The employee who shared the info is one of many contractors around the world that listen to Siri voice data collected from customers to improve the Siri voice experience and help Siri better understand incoming commands and queries.
According to The Guardian, the employee shared the information because he or she was concerned with Apple's lack of disclosure about the human oversight, though Apple has several times in the past confirmed that this takes place and the practice has been outlined in past reports as well.
The whistleblower said: "There have been countless instances of recordings featuring private discussions between doctors and patients, business deals, seemingly criminal dealings, sexual encounters and so on. These recordings are accompanied by user data showing location, contact details, and app data."
In a statement, Apple confirmed to The Guardian that a small number of anonymized Siri requests are analyzed for the purpose of improving Siri. A small, random subset (less than 1 percent) of daily Siri activations are used for grading, with each clip only lasting for a few seconds.
"A small portion of Siri requests are analysed to improve Siri and dictation. User requests are not associated with the user's Apple ID. Siri responses are analysed in secure facilities and all reviewers are under the obligation to adhere to Apple's strict confidentiality requirements."
Apple has not made its human-based Siri analysis a secret, but its extensive privacy terms don't appear to explicitly state that Siri information is listened to by humans. The employee said that Apple should "reveal to users" that human oversight exists.
The contractor who spoke to The Guardian said that "the regularity of accidental triggers on the watch is incredibly high," and that some snippets were up to 30 seconds in length. Employees listening to Siri recordings are encouraged to report accidental activations as a technical problem, but aren't told to report about content.
Apple has an extensive privacy policy related to Siri and says it anonymizes all incoming data so that it's not linked to an Apple ID and provides no information about the user. Still, the contractor claims that user data showing location, contact details, and app data is shared, and that names and addresses are sometimes disclosed when they're spoken aloud.

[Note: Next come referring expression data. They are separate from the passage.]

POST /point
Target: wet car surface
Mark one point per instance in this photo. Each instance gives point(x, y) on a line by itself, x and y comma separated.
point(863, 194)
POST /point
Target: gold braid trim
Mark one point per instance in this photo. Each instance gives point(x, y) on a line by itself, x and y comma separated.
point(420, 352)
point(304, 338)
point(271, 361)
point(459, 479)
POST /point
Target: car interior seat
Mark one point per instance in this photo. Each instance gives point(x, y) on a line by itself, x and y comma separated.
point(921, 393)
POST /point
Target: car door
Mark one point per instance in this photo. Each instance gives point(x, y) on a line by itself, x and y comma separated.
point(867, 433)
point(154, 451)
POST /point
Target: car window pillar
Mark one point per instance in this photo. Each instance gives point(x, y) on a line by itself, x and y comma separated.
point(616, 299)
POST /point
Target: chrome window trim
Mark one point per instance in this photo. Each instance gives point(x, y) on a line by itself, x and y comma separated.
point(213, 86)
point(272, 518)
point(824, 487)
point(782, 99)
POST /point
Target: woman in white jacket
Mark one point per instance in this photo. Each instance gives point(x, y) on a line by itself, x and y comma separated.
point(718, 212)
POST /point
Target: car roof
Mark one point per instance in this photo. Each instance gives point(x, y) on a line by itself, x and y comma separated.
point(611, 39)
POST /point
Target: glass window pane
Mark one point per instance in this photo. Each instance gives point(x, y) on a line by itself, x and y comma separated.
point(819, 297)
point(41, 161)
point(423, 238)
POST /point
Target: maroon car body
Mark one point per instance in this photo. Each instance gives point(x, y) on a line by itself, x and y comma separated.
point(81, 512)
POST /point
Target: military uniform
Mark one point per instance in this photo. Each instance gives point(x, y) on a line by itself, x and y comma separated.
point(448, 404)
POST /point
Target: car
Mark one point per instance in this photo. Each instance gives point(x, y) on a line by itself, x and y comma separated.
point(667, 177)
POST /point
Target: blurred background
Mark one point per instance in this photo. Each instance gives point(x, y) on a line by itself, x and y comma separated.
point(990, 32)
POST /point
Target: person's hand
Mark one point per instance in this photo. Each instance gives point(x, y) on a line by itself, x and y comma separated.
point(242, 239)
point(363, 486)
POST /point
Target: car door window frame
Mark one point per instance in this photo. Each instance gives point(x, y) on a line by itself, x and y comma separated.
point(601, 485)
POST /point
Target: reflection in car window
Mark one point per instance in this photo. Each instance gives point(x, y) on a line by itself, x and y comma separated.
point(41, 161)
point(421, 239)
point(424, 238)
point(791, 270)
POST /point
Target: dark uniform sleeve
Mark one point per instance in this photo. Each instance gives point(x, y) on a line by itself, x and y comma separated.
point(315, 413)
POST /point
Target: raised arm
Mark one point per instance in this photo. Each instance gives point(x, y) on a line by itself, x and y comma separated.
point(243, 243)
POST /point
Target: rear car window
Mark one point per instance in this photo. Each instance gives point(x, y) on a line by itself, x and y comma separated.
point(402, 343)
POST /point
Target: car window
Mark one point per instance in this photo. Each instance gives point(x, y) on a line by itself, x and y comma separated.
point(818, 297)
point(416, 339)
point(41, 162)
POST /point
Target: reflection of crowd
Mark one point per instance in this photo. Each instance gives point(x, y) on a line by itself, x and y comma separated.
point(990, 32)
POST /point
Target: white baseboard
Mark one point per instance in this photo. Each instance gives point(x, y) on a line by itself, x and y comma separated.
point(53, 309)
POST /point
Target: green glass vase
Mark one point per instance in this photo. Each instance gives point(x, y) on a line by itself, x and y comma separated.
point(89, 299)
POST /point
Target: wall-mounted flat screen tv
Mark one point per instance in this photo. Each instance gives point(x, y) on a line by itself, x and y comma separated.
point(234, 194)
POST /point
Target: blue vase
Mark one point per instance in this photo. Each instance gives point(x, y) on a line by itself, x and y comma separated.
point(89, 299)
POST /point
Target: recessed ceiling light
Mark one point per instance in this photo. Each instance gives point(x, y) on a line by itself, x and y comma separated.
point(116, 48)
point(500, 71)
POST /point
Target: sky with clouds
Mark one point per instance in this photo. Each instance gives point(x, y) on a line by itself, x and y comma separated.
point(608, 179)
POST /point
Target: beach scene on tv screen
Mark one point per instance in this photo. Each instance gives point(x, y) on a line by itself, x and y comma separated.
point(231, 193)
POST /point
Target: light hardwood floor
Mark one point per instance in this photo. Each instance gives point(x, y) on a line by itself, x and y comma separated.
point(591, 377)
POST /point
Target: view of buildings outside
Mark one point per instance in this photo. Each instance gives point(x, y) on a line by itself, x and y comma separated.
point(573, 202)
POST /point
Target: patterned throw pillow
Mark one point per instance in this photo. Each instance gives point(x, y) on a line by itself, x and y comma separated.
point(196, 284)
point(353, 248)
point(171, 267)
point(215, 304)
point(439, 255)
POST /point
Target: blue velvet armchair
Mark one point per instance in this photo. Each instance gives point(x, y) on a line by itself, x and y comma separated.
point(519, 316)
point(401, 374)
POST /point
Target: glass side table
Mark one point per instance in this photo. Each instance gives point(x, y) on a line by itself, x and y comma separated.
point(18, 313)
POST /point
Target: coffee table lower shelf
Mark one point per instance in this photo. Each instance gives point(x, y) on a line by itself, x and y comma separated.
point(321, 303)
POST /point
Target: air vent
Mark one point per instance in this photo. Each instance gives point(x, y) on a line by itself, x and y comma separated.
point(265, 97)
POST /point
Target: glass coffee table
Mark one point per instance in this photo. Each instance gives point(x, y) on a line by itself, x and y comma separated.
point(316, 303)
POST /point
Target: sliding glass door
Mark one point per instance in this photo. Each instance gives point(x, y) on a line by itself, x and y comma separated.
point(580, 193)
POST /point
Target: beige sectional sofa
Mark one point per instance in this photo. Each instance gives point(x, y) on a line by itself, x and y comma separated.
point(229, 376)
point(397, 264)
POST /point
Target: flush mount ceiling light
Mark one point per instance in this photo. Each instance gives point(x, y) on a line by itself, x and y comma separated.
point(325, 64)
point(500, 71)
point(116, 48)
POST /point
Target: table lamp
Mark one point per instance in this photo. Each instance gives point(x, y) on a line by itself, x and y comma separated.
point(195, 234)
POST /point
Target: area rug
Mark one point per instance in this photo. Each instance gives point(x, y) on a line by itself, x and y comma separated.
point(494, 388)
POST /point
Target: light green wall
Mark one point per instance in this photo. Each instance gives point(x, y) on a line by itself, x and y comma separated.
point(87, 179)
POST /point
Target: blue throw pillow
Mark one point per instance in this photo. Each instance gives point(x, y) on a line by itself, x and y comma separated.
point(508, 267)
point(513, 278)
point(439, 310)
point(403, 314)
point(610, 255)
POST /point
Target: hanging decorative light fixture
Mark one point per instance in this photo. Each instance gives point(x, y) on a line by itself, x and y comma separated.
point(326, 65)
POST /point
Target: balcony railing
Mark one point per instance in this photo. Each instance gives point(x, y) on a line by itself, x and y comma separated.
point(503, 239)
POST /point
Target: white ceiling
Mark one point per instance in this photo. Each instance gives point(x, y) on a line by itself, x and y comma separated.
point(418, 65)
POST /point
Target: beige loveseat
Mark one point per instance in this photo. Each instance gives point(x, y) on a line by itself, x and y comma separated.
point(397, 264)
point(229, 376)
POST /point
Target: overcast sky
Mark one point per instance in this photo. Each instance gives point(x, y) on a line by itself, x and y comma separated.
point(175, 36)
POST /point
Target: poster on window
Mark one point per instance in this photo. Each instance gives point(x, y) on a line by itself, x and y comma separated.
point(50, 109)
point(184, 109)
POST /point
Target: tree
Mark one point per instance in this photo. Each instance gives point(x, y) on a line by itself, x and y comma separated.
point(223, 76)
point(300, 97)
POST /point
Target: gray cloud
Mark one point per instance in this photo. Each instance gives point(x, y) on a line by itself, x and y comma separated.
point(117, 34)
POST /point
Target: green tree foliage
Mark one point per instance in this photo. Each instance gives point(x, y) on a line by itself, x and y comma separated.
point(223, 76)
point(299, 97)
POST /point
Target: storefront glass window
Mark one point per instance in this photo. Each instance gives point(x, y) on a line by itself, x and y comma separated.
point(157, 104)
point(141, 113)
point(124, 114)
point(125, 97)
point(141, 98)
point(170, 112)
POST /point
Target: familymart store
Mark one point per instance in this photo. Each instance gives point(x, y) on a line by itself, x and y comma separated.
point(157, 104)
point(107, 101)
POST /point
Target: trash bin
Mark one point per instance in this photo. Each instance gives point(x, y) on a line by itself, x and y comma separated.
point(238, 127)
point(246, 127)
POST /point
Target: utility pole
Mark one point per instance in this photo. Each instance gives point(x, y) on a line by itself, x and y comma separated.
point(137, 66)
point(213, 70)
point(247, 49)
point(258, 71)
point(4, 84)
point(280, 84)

To be clear, Apple says that all Siri data is assigned a random identifier and does not include location or contact details as stated by the contractor.

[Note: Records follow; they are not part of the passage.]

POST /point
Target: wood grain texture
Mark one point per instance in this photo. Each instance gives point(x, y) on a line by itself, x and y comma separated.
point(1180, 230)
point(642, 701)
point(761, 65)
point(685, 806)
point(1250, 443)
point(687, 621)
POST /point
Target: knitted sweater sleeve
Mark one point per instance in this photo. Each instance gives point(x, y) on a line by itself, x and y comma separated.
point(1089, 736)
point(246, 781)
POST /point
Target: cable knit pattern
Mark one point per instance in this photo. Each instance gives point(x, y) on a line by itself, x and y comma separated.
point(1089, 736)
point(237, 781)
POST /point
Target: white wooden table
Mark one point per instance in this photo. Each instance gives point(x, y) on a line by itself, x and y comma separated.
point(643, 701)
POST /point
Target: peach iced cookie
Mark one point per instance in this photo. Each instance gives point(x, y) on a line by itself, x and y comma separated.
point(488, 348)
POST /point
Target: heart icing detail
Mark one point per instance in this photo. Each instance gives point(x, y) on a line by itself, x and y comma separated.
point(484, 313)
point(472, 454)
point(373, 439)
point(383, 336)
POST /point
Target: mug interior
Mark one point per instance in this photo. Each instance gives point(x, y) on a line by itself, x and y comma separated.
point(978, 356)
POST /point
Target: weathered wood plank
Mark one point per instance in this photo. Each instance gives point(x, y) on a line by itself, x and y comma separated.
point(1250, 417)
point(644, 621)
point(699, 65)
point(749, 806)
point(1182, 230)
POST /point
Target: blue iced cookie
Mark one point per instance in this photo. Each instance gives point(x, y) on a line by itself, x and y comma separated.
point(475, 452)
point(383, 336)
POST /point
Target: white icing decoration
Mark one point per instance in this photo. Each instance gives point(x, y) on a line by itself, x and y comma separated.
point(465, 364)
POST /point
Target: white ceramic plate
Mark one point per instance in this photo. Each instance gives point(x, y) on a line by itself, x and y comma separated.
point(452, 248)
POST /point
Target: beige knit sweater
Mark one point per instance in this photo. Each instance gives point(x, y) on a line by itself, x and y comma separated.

As well as the discomfort they felt listening to such private information, the contractor said they were motivated to go public about their job because of their fears that such information could be misused. "There's not much vetting of who works there, and the amount of data that we're free to look through seems quite broad. It wouldn't be difficult to identify the person that you're listening to, especially with accidental triggers - addresses, names and so on.

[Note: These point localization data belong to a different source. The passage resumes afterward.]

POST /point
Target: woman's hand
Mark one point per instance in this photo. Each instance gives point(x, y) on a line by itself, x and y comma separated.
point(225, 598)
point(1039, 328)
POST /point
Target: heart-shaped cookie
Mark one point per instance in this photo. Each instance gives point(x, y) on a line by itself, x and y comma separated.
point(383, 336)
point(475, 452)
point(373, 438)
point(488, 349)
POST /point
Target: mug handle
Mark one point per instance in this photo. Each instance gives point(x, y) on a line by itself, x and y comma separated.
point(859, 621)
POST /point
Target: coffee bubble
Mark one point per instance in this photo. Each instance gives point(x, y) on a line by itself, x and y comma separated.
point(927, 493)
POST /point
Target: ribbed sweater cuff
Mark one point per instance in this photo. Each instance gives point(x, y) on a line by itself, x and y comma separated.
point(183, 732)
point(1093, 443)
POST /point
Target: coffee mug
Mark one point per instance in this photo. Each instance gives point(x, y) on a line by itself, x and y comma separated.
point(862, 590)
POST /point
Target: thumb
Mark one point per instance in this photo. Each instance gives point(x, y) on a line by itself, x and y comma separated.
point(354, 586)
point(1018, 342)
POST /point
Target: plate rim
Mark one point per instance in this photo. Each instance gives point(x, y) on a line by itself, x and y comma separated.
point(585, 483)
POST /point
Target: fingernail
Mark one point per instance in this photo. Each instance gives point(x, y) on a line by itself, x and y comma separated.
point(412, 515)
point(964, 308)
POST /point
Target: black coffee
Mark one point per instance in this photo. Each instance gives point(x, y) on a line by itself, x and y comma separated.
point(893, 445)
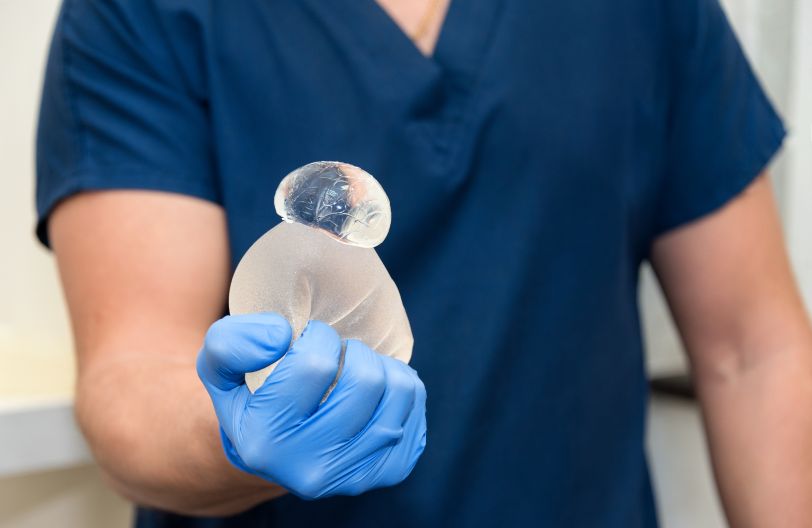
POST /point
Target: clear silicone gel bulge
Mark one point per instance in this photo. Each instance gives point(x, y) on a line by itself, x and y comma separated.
point(319, 262)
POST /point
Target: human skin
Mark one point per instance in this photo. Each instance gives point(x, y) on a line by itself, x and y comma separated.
point(145, 274)
point(748, 338)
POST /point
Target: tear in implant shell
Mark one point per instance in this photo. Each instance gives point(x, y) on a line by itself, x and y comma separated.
point(341, 199)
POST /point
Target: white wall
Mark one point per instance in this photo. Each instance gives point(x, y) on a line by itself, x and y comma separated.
point(35, 345)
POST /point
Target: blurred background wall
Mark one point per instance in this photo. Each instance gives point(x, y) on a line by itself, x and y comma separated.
point(46, 478)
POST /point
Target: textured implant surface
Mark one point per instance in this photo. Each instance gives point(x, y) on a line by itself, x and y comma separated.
point(303, 274)
point(341, 199)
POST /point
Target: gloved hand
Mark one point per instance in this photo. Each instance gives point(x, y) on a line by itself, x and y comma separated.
point(368, 433)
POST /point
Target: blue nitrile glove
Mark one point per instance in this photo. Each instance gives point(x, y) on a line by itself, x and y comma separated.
point(368, 434)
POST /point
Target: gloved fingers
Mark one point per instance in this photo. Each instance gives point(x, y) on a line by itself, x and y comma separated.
point(295, 388)
point(238, 344)
point(360, 387)
point(400, 401)
point(405, 454)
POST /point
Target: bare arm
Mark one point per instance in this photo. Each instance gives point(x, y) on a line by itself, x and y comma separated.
point(145, 274)
point(730, 287)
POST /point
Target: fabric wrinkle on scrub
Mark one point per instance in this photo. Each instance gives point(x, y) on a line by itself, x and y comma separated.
point(319, 262)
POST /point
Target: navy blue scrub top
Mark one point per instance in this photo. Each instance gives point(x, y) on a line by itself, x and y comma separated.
point(530, 164)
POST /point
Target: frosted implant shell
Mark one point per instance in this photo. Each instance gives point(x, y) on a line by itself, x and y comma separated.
point(302, 274)
point(343, 200)
point(319, 264)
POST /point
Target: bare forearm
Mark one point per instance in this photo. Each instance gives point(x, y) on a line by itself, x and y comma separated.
point(760, 432)
point(153, 431)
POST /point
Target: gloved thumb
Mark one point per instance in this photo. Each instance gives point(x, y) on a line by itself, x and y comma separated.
point(238, 344)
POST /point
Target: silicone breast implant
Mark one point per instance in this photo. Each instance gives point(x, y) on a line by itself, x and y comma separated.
point(318, 263)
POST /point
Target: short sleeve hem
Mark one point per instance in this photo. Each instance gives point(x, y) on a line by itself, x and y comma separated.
point(118, 178)
point(734, 186)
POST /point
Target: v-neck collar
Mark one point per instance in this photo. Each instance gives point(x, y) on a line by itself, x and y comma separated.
point(461, 45)
point(436, 93)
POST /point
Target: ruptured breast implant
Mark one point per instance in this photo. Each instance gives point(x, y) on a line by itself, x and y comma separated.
point(319, 262)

While Apple's Siri privacy policy and security documents do not mention human oversight specifically, they are detailed and provide information on how Siri recordings are used.
As stated in Apple's security white paper, for example, user voice data is saved for a six-month period so that the recognition system can use them to better understand a person's voice. The voice data that's saved is identified using a random identifier that's assigned when Siri is turned on, and it is never linked to an Apple ID. After six months, a second copy is saved sans any identifier and is used by Apple for improving Siri for up to two years. A small number of recordings, transcripts, and associated data without identifying information is sometimes used by Apple for ongoing improvement of Siri beyond two years.
Apple's privacy website has a Siri section that offers up more info, explaining that all Siri queries are assigned a random identifier not associated with an Apple ID. The identifier is reset whenever Siri is turned off and then on again, and turning Siri off deletes all user data associated with a Siri identifier.
When we do send information to a server, we protect your privacy by using anonymized rotating identifiers so that searches and locations can't be traced to you personally. And you can disable Location Services, our proactive features, or the proactive features' use of your location at any time.
Those concerned about Siri triggering accidentally on devices like the iPhone, Apple Watch, and HomePod can turn off the "Hey Siri" feature and can instead activate Siri manually, and Siri can also be turned off entirely.